Asante-Ashland Community Hospital merger should be good for both parties

After Ashland Community Hospital's tentative merger with a large, California-based hospital chain fell apart amid community objections, Ashland's small hospital took a second look closer to home. Talks with Asante Health System are still under way, and the future of the health care industry is uncertain, but the new partnership could wind up being beneficial to both parties.

A pair of Sunday stories by Mail Tribune business reporter Greg Stiles explored the outlook for small, medium and large hospital companies in light of changes in the landscape under the federal Affordable Care Act.

Industry analysts explain that under the federal act, hospitals will be compensated based on health outcomes, not on the number of services delivered to patients. That means additional financial risk for hospitals, so larger operations will have an advantage because they can spread out that risk.

Asante is not a large hospital company, but it has been steadily increasing its net assets. Adding ACH to its network of hospitals will further expand those assets.

Asante CEO Roy Vinyard is cagey about the company's intentions regarding other small hospitals in its nine-county service area. But five of those counties have stand-alone community hospitals, which routinely send patients to Medford for treatments they cannot provide.

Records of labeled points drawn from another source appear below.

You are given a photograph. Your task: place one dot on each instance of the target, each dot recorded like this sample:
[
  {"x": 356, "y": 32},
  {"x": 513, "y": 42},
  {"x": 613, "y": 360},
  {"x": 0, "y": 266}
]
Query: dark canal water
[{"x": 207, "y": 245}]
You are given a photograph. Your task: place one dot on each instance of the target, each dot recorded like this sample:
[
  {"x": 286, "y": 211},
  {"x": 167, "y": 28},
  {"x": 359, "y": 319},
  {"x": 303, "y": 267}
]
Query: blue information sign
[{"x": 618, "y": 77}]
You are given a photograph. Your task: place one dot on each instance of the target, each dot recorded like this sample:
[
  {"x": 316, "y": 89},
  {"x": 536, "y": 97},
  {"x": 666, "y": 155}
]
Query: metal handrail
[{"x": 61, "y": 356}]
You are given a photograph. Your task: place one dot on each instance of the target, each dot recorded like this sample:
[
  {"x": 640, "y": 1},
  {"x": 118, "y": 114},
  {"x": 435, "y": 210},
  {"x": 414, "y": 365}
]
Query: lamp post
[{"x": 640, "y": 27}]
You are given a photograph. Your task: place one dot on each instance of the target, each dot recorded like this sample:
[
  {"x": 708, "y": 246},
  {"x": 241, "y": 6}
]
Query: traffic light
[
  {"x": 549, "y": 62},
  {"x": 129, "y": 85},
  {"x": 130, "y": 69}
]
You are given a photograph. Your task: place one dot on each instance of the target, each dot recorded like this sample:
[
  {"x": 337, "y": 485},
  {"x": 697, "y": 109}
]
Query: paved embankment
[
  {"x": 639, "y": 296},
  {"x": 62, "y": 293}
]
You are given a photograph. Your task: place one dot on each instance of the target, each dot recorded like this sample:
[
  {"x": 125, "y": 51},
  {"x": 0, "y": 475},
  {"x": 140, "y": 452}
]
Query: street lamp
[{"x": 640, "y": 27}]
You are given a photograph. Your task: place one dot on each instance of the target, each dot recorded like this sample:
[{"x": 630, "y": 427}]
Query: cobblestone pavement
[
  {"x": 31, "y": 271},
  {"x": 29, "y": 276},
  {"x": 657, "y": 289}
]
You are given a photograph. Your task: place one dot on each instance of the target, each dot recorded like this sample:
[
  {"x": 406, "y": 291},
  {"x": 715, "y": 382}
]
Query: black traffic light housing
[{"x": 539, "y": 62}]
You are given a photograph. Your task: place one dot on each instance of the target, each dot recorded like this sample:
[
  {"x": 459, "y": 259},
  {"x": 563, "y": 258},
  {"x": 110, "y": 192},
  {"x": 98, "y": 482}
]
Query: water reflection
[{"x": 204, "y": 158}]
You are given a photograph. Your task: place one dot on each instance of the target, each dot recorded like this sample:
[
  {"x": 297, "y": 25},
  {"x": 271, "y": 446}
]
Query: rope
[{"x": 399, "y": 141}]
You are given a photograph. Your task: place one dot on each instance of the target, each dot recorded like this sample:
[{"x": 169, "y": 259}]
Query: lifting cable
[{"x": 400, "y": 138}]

Vinyard insists Asante is not looking to expand aggressively in the region, but is willing to talk with any of those hospitals that might want to consider "becoming more closely aligned" with the Medford-based nonprofit corporation.

When the Ashland hospital first sought a buyer, Asante was among the finalists, but ACH board members were concerned it might not be quite big enough to offer ACH long-term security by riding out the ups and downs of the industry. But when Dignity Health withdrew in the face of community opposition to its perceived stands on abortion and physician-assisted suicide, Asante was the second choice.

For ACH, a merger with Asante means survival. The hospital has been losing more than $3 million a year and was faced with certain closure if a buyer wasn't found.

Rescuing ACH will necessarily mean some consolidation, certainly of support services such as billing and record-keeping. But a hospital that employs fewer people is still preferable to no hospital at all.

For Asante, the prospect of absorbing ACH offers an opportunity to make itself stronger and better able to manage the transition the health care industry faces over the next few years. It would not be surprising to see the corporation pursue more acquisitions in the region as opportunities arise.

A final deal between ACH and Asante is expected to be announced soon. It may well be that the partnership will turn out to be stronger than the sum of its parts.